The fisheries give employment to a large number of men, but the owners of boats are not willing to admit that the per centage of profit is commensurate with the capital sunk. Twenty-five craft, smacks, luggers and cots, engage in troll-fishing from four to fifteen miles off Wexford Harbour, and are owned in Wexford. From Cahore Point to Carnsore Point, a distance of about twenty miles, is the fishing ground of Wexford. All kinds of flat fish and turbot are caught, but very few mackerel. Lobsters are caught between Carnsore and the bar of Bannow, eighteen miles. Wexford employs 120 men in the deep sea fishery, and in the rest of the county about 500 men are similarly employed. Mr. William Armstrong, of Wexford, who is a boat owner himself, is considered a good authority on fishing and its profits, and he says that the failure to make the Wexford boats pay is due to the fact that the crews are too strong for the catch. The men persist in following an old custom of hauling in the nets, which requires more hands and greater labour. The Wexford crew consists of six men, whereas in Dublin and Waterford it is only three men and a boy. The division of profits at Wexford is two shares to the owner of the boat, and share and share to the men. An effort was made to induce the crews to take in the nets over the bows, according to the Dublin system, but without success. A considerable improvement in the helps to the coast fishery has been made by the erection of a new pier at Carnsore, at a cost of £2,200. This pier is expected to be of great service in enabling fishermen to try their luck in the vicinity of the Tuscar Light, which is about seven miles from Carnsore Point. Pollock are to be found there in abundance. Some mackerel fishing has been done on this ground, but by lines only. The pier will encourage the extensive use of boats in this fishery. The fishermen at Kilmore Quay make a fair catch of lobsters, and have a tolerably safe refuge, but the Courtown fishermen find their harbour so difficult of access in rough weather that they sometimes have to run on to Wicklow.

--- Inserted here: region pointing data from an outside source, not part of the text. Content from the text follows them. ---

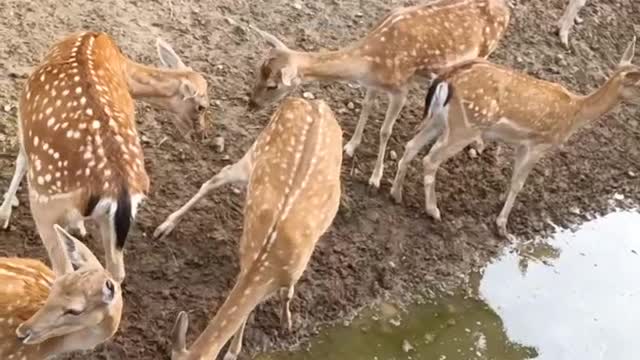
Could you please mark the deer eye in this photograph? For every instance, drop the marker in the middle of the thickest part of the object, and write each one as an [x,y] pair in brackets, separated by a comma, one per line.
[72,312]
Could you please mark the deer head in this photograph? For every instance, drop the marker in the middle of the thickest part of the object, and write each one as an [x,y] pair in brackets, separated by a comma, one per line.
[81,299]
[278,73]
[185,95]
[629,76]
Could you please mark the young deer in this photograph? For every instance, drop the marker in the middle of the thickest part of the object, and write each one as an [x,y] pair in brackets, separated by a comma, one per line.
[79,142]
[568,19]
[42,315]
[482,100]
[293,175]
[414,41]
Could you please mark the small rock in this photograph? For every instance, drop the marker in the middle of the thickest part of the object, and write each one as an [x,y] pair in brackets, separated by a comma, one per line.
[406,346]
[218,142]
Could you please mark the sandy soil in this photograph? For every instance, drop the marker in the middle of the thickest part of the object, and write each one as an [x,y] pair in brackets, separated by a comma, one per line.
[375,248]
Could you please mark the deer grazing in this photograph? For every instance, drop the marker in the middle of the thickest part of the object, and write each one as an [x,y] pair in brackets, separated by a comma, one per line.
[414,41]
[293,175]
[482,100]
[79,143]
[42,315]
[567,20]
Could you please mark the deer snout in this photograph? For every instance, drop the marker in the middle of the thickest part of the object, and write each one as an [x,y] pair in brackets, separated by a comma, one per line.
[23,332]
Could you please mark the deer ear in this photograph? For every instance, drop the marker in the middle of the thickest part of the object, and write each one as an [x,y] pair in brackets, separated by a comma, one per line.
[76,253]
[168,56]
[290,75]
[628,54]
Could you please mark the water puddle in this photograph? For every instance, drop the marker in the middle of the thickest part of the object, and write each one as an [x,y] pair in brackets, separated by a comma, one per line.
[576,296]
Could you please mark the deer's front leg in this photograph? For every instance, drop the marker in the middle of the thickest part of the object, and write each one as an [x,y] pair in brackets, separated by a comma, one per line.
[10,199]
[236,173]
[525,160]
[396,103]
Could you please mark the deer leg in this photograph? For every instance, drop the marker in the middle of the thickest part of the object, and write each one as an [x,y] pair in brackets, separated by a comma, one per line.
[286,295]
[356,138]
[447,146]
[413,147]
[568,18]
[525,160]
[114,257]
[236,344]
[236,173]
[10,199]
[396,103]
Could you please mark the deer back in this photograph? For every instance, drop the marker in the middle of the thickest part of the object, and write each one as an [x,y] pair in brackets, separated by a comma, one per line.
[294,189]
[77,122]
[436,35]
[24,287]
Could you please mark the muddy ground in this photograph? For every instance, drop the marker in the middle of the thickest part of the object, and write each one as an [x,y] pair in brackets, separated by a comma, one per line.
[375,248]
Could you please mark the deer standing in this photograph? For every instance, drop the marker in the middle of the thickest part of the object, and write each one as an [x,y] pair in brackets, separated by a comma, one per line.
[293,175]
[567,20]
[482,100]
[78,139]
[42,315]
[414,41]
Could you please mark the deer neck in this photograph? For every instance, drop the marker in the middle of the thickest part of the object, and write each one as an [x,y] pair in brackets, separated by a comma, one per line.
[248,292]
[598,102]
[153,85]
[84,339]
[344,64]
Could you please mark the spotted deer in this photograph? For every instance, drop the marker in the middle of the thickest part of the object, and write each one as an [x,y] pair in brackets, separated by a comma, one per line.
[482,100]
[78,138]
[567,20]
[414,41]
[293,192]
[42,315]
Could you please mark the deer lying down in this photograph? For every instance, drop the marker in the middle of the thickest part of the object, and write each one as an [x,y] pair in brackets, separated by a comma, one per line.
[568,19]
[416,41]
[293,194]
[78,139]
[482,100]
[42,316]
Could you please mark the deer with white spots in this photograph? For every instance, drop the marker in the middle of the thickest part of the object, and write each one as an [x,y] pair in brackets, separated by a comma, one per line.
[78,139]
[42,315]
[293,192]
[491,102]
[567,20]
[416,41]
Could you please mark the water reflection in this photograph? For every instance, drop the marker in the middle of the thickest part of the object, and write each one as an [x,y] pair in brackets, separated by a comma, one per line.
[572,297]
[585,304]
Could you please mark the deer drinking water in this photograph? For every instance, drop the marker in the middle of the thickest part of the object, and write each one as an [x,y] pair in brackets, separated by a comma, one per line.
[78,139]
[42,315]
[415,41]
[293,194]
[482,100]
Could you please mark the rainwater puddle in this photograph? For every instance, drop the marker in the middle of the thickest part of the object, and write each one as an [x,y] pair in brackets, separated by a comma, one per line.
[576,296]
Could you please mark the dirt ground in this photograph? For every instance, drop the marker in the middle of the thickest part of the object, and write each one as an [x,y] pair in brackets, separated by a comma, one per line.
[375,248]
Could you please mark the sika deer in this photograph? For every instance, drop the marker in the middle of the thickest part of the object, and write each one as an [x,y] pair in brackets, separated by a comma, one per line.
[79,141]
[567,20]
[41,316]
[482,100]
[293,175]
[414,41]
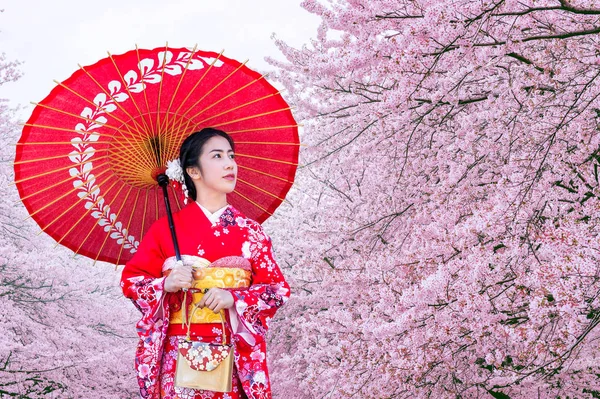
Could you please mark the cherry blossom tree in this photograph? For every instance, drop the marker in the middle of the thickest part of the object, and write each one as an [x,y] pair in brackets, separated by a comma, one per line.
[446,214]
[65,329]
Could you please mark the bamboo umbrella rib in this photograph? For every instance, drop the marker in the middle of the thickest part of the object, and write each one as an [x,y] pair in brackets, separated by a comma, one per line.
[260,129]
[228,95]
[252,202]
[93,103]
[269,143]
[58,184]
[135,104]
[56,170]
[185,69]
[132,211]
[260,189]
[237,154]
[97,221]
[63,129]
[55,157]
[175,196]
[46,143]
[120,159]
[117,217]
[64,195]
[181,133]
[235,108]
[156,204]
[199,81]
[265,174]
[119,155]
[60,111]
[78,202]
[185,114]
[136,158]
[87,119]
[137,51]
[252,117]
[144,217]
[158,124]
[139,129]
[183,117]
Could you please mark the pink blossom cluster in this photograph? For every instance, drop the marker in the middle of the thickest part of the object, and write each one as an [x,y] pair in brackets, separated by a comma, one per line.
[446,216]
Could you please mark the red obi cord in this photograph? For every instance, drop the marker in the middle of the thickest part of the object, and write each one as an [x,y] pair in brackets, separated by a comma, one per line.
[201,331]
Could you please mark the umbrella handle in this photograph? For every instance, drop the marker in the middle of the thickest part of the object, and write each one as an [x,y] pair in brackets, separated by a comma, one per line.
[163,181]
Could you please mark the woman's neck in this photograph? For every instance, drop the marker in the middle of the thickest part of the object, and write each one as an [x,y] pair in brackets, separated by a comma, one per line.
[212,202]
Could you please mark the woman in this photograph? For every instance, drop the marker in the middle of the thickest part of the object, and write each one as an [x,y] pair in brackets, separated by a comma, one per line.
[223,251]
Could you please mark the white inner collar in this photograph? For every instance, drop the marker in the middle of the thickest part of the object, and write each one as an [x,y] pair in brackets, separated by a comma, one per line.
[213,217]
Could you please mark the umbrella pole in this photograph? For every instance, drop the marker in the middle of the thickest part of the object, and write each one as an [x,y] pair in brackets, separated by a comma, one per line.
[163,181]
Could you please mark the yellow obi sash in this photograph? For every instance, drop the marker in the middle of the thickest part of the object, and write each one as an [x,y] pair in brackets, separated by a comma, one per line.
[227,272]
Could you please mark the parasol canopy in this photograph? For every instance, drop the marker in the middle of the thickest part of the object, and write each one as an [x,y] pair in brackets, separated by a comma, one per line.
[88,158]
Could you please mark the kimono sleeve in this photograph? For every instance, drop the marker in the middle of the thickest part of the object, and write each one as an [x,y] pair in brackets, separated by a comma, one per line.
[142,280]
[255,306]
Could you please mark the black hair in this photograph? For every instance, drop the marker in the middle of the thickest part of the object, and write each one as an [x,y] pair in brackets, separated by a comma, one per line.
[191,149]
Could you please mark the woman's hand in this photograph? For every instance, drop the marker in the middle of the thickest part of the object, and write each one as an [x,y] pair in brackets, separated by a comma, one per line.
[216,299]
[180,277]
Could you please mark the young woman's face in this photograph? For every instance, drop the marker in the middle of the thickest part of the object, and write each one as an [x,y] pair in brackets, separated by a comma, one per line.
[218,170]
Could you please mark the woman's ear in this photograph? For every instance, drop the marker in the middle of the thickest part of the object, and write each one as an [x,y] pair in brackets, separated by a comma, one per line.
[194,172]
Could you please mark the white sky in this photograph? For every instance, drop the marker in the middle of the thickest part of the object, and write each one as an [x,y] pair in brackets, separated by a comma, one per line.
[52,36]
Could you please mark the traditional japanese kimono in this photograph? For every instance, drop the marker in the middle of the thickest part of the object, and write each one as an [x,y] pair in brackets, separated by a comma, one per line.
[227,250]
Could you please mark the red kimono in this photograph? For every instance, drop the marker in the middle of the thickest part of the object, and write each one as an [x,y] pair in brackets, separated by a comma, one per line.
[232,235]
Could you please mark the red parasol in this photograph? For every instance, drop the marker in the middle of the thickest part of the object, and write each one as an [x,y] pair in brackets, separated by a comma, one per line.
[87,161]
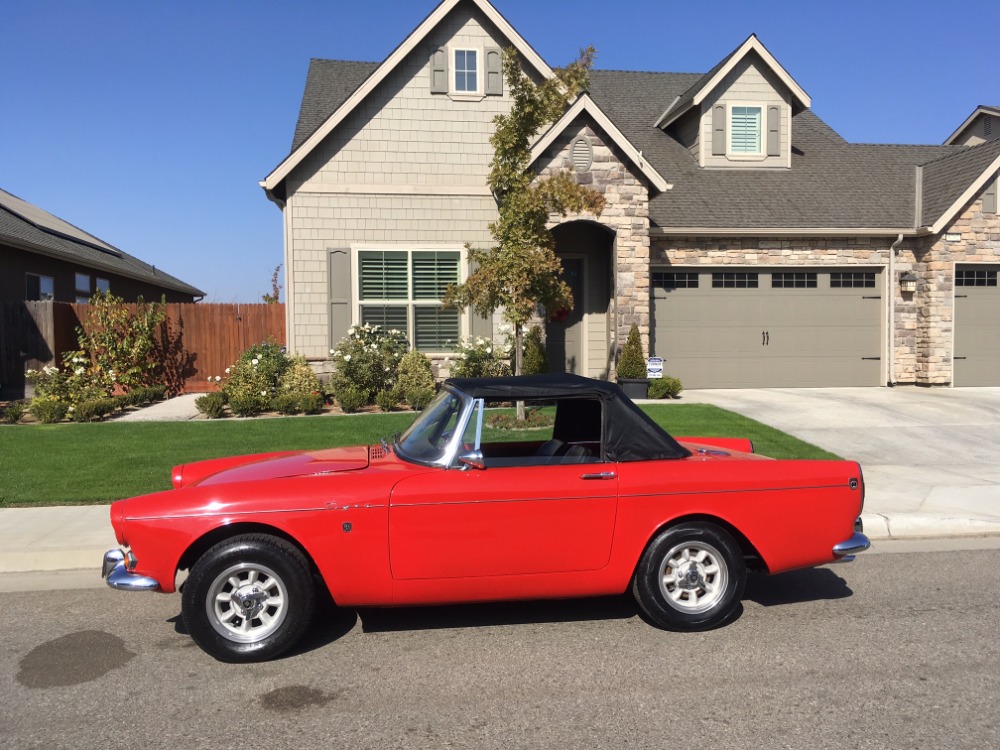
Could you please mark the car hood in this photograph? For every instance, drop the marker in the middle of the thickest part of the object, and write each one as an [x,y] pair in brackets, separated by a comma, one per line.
[271,466]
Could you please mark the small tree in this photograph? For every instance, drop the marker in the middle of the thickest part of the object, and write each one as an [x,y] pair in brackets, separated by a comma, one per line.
[521,270]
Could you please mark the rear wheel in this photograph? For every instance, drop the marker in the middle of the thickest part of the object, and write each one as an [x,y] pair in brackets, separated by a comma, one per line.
[249,598]
[691,577]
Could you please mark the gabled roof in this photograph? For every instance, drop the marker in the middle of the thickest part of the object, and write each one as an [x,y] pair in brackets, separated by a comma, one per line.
[584,104]
[380,73]
[833,187]
[705,85]
[982,109]
[27,227]
[951,181]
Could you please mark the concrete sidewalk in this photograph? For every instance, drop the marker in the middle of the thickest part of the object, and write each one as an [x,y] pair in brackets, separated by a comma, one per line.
[930,459]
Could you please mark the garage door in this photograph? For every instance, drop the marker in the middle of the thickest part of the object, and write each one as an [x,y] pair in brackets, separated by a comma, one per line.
[753,328]
[977,325]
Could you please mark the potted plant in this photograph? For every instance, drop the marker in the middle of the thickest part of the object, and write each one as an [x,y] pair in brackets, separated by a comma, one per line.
[632,367]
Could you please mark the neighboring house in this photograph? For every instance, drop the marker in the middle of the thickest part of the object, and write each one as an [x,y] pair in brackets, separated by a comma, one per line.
[43,257]
[751,243]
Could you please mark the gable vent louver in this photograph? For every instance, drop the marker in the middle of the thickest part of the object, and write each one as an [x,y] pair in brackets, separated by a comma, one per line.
[582,155]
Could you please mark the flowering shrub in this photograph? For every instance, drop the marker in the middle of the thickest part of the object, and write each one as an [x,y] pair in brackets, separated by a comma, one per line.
[121,340]
[367,360]
[299,378]
[665,387]
[14,412]
[481,358]
[253,381]
[71,384]
[212,405]
[48,409]
[351,399]
[415,380]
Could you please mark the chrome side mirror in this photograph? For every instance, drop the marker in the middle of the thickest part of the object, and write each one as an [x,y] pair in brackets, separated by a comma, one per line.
[472,460]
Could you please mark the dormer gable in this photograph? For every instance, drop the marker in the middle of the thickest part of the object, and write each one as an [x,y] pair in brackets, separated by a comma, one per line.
[981,126]
[739,114]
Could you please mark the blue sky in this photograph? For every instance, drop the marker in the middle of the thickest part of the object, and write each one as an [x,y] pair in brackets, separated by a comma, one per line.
[150,122]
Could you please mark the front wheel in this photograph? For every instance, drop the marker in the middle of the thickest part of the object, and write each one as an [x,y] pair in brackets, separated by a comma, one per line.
[691,577]
[249,598]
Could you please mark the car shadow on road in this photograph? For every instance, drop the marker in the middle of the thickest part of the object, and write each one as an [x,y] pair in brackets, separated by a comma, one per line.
[497,613]
[812,584]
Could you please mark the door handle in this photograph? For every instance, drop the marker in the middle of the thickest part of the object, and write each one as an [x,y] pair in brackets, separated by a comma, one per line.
[599,475]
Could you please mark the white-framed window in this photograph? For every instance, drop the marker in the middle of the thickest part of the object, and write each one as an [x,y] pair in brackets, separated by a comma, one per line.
[82,283]
[38,287]
[402,290]
[746,125]
[465,71]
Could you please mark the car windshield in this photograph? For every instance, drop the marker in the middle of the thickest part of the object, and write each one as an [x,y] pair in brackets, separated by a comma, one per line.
[429,438]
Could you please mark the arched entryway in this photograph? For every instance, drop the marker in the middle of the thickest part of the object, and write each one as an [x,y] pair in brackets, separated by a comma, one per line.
[581,343]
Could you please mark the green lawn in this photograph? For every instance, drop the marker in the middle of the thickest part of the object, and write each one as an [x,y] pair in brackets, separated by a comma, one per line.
[77,464]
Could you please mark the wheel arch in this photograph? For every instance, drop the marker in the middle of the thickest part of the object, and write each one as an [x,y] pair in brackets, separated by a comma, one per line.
[206,541]
[751,557]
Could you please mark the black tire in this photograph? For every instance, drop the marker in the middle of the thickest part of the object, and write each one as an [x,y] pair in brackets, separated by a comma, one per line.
[691,577]
[249,598]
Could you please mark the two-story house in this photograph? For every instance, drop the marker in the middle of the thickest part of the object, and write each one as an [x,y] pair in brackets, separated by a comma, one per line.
[751,243]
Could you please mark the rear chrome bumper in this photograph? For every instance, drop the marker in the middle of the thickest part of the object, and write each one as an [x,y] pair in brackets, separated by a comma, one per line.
[115,571]
[846,550]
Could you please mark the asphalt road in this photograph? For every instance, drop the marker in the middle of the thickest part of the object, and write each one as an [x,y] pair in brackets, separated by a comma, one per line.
[892,651]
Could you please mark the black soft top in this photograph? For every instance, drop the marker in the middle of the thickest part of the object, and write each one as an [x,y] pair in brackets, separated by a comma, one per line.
[629,434]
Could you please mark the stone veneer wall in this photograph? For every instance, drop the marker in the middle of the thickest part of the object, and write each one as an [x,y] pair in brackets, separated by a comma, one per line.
[626,213]
[932,307]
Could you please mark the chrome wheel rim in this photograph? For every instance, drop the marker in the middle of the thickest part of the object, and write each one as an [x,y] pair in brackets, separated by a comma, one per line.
[247,602]
[693,577]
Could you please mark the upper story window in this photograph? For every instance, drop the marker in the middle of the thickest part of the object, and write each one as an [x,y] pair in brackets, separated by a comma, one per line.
[467,73]
[745,129]
[39,287]
[466,65]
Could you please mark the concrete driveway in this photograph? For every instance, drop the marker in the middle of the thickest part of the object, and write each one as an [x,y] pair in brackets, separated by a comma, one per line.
[931,456]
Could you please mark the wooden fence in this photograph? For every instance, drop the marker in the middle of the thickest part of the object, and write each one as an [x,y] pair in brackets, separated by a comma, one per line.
[202,340]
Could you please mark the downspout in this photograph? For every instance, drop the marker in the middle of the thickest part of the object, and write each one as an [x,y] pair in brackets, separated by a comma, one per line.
[893,251]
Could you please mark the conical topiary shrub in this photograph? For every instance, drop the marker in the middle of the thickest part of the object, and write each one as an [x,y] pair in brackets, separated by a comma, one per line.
[633,363]
[632,366]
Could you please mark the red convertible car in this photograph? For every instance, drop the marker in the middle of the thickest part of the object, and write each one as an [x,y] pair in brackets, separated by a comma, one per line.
[454,510]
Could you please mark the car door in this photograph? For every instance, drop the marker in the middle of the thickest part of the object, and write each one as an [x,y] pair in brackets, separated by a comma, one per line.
[502,521]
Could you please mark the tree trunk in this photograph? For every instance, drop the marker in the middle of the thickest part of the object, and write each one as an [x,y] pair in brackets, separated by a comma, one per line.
[519,364]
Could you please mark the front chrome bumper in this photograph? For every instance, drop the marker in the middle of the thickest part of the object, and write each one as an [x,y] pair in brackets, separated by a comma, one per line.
[115,571]
[846,550]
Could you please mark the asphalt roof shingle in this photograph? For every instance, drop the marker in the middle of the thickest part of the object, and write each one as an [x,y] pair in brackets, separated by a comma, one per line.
[832,184]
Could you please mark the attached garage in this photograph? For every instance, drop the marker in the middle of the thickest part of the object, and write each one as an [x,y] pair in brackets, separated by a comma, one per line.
[756,328]
[977,325]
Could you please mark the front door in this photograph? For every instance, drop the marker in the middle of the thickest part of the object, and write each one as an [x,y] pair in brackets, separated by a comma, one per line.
[565,336]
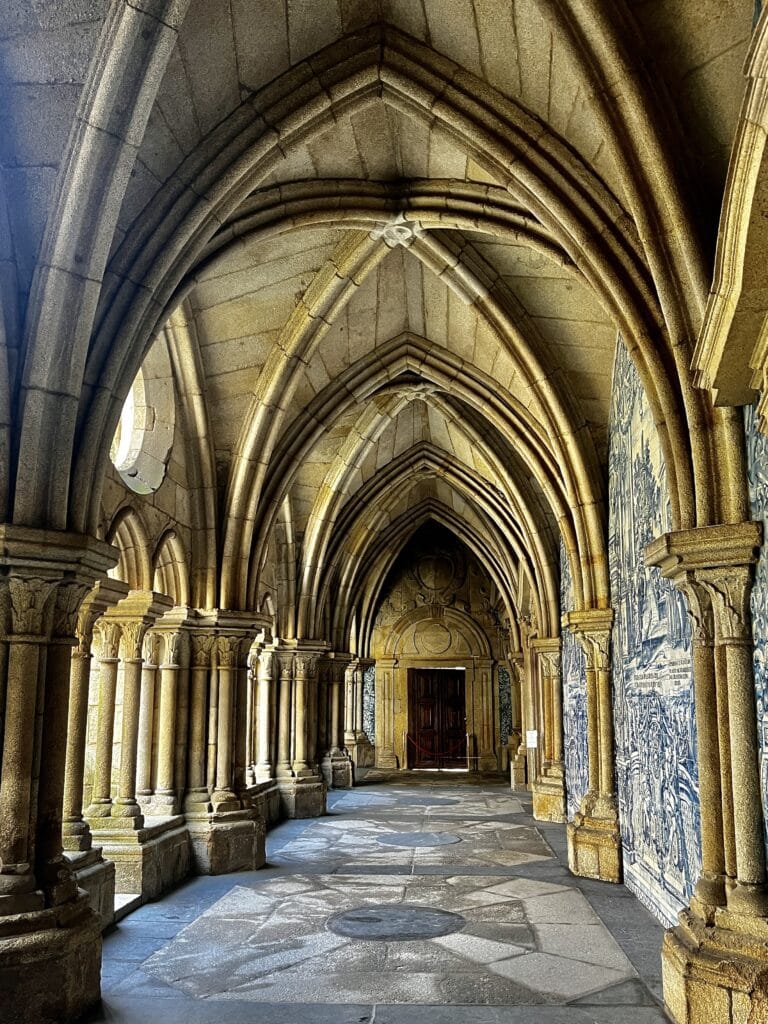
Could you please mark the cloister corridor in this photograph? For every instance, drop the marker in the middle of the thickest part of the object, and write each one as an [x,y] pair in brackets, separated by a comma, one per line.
[420,898]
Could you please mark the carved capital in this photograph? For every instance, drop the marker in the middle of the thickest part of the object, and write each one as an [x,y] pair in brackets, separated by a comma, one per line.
[304,666]
[698,604]
[69,598]
[152,649]
[133,636]
[285,666]
[173,646]
[29,604]
[265,667]
[730,589]
[109,636]
[228,650]
[202,645]
[596,647]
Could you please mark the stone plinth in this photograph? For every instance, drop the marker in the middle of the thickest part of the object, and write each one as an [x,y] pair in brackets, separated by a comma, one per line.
[302,798]
[517,770]
[148,860]
[549,799]
[716,973]
[50,964]
[595,846]
[231,841]
[96,877]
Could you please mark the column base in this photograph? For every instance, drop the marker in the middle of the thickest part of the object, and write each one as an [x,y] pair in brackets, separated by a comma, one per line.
[387,760]
[338,771]
[148,860]
[549,799]
[232,841]
[363,751]
[716,973]
[76,836]
[302,798]
[594,841]
[50,965]
[96,877]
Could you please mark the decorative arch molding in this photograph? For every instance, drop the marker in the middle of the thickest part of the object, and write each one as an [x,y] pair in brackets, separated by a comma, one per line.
[465,636]
[181,337]
[170,571]
[129,536]
[731,356]
[125,74]
[360,521]
[408,353]
[584,215]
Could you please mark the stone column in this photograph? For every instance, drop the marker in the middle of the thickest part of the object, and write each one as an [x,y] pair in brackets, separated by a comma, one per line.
[264,726]
[304,667]
[285,664]
[549,790]
[197,797]
[146,719]
[99,809]
[710,891]
[715,962]
[51,869]
[50,937]
[518,766]
[242,713]
[729,589]
[125,805]
[76,832]
[385,750]
[166,799]
[223,798]
[594,840]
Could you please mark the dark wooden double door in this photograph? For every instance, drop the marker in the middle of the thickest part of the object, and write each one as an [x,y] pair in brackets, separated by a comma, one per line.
[437,733]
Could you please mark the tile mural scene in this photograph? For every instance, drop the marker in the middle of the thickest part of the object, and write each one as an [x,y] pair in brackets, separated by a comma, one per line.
[655,739]
[574,699]
[369,702]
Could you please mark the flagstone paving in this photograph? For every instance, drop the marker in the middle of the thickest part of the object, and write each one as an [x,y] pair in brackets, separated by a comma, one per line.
[416,904]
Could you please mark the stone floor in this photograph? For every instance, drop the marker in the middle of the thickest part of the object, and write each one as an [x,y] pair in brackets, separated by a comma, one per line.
[418,903]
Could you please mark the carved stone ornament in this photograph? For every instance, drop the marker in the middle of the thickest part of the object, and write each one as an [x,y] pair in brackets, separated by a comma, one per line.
[66,609]
[152,649]
[730,589]
[172,647]
[201,649]
[397,231]
[700,615]
[285,664]
[596,645]
[133,635]
[304,665]
[264,668]
[109,635]
[228,649]
[29,598]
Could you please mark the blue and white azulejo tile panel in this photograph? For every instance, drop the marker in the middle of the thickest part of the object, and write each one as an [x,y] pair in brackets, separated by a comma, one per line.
[655,736]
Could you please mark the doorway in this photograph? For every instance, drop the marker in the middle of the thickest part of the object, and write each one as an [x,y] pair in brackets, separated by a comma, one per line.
[437,733]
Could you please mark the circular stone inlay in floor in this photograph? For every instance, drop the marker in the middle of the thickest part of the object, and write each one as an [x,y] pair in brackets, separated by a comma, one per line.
[418,839]
[429,801]
[394,924]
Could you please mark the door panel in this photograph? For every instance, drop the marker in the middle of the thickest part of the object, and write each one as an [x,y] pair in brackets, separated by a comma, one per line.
[436,718]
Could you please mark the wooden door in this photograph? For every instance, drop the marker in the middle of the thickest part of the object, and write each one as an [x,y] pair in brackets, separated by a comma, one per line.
[437,725]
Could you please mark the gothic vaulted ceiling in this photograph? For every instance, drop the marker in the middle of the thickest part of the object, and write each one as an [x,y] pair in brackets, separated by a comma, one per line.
[397,240]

The salmon fisheries of the county are fairly remunerative. They were very much more so within the memory of many of those who work theM. From New Ross to Cheek Point, between 600 and 700 men find employment during the season, occupying the rest of the time in tilling small farms for themselves, or doing ordinary labouring work for others. The Slaney salmon and trout fishery extends from the Point of Park to Enniscorthy, about thirteen miles English, and gives employment to about 100 men. The mode of fishing is by draught nets.
Manufacturing enterprise has not yet engaged the attention of the people to the extent that might be expected, considering the efforts made at the Exhibitions of Dublin and Cork. At Wexford there are extensive iron works, cement works, two tan yards, a flour mill, a distillery, a brewery, a mineral water factory, several malt houses, and some coach factories. New Ross has a bacon factory working for the London market, a tannery, some woollen weaving, a tobacco factory, corn mills, a brewery, a mineral water factory, a patent roofing factory, and large malt houses. Enniscorthy has several extensive flour mills, an iron foundry, two mineral water factories, malt houses, a brewery, a woollen factory, and a bacon factory. Gorey has secured considerable fame through its coach building. There is a small tannery at Ballycanew. Newtownbarry has large flour and corn mills; and Kerns, though last not least, has a corn mill, and iron and steel works, the productions of which are bringing its ancient fame once more to the notice of the people of the United Kingdom.